Cüzlere, zerrelere bölünüp parçalanması mümkün olmayan "AHAD", ya sonlu sınırlı bir tektir, ki bu takdirde evrenin herhangi bir yerinde oturmaktadır (!); ya da sonsuz, sınırsız cüzlere ayrılmaz TEK'tir ki, bu takdirde de ancak ve sadece, tekrar ediyorum ancak ve sadece "KENDİSİ" mevcuttur!..
"AHAD" olan "Allah"ın dışında herhangi bir varlığın mevcudiyetini ileri sürmek önce akıl ve mantığa, sonra da iz'an ve insafa sığmaz!..
Düşünelim…
Şayed "Allah"tan ayrı, "Allah"ın dışında bir varlık var ise… Bu varlık ile "Allah" arasındaki sınır nerededir?.. Bu sınırı nerede çizeceksiniz?..

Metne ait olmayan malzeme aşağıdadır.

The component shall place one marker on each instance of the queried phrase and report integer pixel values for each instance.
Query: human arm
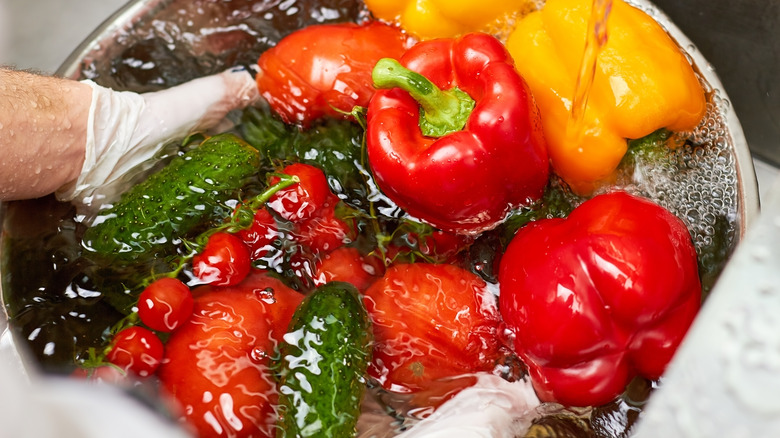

Ya varlık, mevcud, sınırsız sonsuz TEK'tir, ikinci bir varlık yoktur!..
Ya da sınırlı sonlu, evrenin içinde bir yerde, veya evrenin dışında MEKANI OLAN bir TANRI mevcuttur (!)..?
Burada idrak edilmesi en önemli olan şey "SINIRSIZLIK-SONSUZLUK" kavramıdır…
Şimdi bu "sınırsızlık-sonsuzluk" kavramını en - boy - derinlik olarak değil, boyutsal olarak kavramaya çalışalım…
GERÇEKTE, mevcud olan TEK, bölünmez, parçalanmaz, sınırsız-sonsuz olan TEK'tir!.. AHAD'dır!.. Eşi, misli, benzeri, mikro ya da makro planda kendisinin dışında hiç birşey olmayan "Allah AHAD"dır!..
Ancak biz, mevcut algılama araçlarımıza bağımlı olarak, o TEK yapıyı, çok parçalardan oluşmuş bir bütün gibi değerlendirme yanılgısı içindeyiz!.. Çünki, beynimiz kesitsel algılama araçlarına göre hüküm vermekte!..
Oysa beyin, kesitsel algılama araçlarının yani beş duyusunun son derece sınırlı değerlendirme kapasitesi ile kayıtlı kalmasa… Bu sınırlar içinde algıladığı verileri, sadece, evrendeki sayısız varlıklardan birer kesit veya birer örnek kabul etse…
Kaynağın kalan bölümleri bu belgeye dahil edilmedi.